Karnataka Veterinary, Animal and Fisheries Sciences University
- Type: Public
- Established: 10 February 2004; 22 years ago
- Chancellor: Governor of Karnataka
- Vice-Chancellor: Dr. K. C. Veeranna
- Location: Bidar, Karnataka, India 17°52′8.75″N 77°28′43.85″E﻿ / ﻿17.8690972°N 77.4788472°E
- Website: kvafsu.edu.in

= Karnataka Veterinary, Animal and Fisheries Sciences University =

State University in Karnataka

Karnataka Veterinary, Animal and Fisheries Sciences University abbreviated as KVAFSU is a public university, established by an Act of Karnataka Legislative Assembly which was passed on 10 February 2004. This university has its headquarters in the Bidar district of Karnataka state, India.

As the name says this university was created for the education and control of veterinary, animal and fisheries science education in the state of Karnataka.

As many as 21 allied institutions including colleges, research institutions, veterinary hospitals among others and the employees are transferred to the new university. These include Veterinary College, Bangalore; College of Veterinary Science & Animal Husbandry (Shimoga and Hassan) and Veterinary College, Bidar; Veterinary College Hospital, Hebbal; Dairy Science College, Bangalore; Rural Veterinary Hospital at Yelahanka; District Veterinary Hospital, Bidar of Animal Husbandry and Veterinary Services Department.

Institutions relating to fisheries which are transferred under the new university include College of Fisheries at Mangalore; Fisheries Research Station, Hesaraghatta; Fisheries Research Station, Ankola; Fish Seed Production farms at Munirabad and Shivapura, in Koppal district.

Other institutions under the university are the Institute of Animal Health and Veterinary Biologicals, Bangalore; livestock farm at Hesaraghatta; Livestock Breeding and Training Centre, Kurikuppe, Bellary; Devani Cattle Breeding Station, Hallikhed, Bidar; Killar Breeding Station, Arabhavi; Sheep Breeding, Bandoor, Malavalli; Main Research Station, Hebbal; Agriculture Research Station (ARS) at Mangalore and Nagamangala and Zonal ARS at Konnehally, Tiptur.

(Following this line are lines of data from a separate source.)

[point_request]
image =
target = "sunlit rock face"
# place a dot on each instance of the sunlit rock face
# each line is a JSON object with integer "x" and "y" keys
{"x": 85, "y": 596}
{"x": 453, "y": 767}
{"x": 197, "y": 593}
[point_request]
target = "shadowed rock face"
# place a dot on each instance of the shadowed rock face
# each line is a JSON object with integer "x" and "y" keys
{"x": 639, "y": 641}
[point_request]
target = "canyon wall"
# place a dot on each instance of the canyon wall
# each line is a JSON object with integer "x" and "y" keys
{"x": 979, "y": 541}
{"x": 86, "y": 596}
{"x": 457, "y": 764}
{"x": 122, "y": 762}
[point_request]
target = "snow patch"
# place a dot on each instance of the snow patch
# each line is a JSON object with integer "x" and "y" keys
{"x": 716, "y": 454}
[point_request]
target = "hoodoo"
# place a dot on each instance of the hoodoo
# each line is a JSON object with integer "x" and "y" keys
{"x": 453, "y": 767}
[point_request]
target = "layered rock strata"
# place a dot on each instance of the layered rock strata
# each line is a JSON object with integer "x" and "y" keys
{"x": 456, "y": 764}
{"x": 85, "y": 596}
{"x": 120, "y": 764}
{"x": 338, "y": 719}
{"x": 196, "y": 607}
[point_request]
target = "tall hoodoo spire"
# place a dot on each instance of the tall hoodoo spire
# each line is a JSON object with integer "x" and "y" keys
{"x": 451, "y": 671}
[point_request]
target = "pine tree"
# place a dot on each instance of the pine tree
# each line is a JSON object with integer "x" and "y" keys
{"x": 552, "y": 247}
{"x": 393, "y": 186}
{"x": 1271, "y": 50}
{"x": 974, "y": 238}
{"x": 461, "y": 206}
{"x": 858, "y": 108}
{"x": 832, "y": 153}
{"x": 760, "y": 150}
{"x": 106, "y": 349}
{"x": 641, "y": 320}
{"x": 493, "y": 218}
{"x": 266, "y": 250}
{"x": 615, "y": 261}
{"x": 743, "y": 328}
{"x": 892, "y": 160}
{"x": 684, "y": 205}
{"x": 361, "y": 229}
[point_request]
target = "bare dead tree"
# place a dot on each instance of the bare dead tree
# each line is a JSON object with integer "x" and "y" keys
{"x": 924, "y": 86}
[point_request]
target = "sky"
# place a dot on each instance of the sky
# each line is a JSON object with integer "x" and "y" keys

On 25 March 2025, the University organised the 14th convocation.

==Undergraduate degree programmes==

The university offers the following undergraduate degree programmes under a semester system in its seven constituent colleges on six campuses.

- Bachelor of Veterinary Science & Animal Husbandry (B.V.Sc.&A.H)
- Bachelor of Technology (Dairy Technology) (B.Tech (D.Tech))
- Bachelor of Fisheries Science
- Diploma in Animal Science

==Constituent colleges==
- Bengaluru Veterinary college, Hebbal, Bengaluru
- Bidar Veterinary College, Bidar
- Institute for Animal Health & Veterinary Biological, Bangalore
- Livestock Research and Information Centre (Deoni), Bidar
- Hassan Veterinary College, Hassan
- Shivamogga Veterinary College, Shivamogga
- Marine Fisheries Research And Information Centre (MFRIC), Ankola, Uttar Kannada
- Fisheries College, Mangaluru
- Fisheries Research and Information Center (Inland) Hebbal, Bangalore
- Fisheries Research and Information Centre (Inland), Hesaraghatta, Bangalore
- Livestock Research and Information Centre, Nagamangala
- Livestock Research and Information Centre, Amrut Mahal
- Shri Bhaurao Deshpande Veterinary College, Athani

== Awards ==
In December 2024, the Livestock Research and Information Centre, an extension unit of University bagged the National Breed Conservation Award 2024.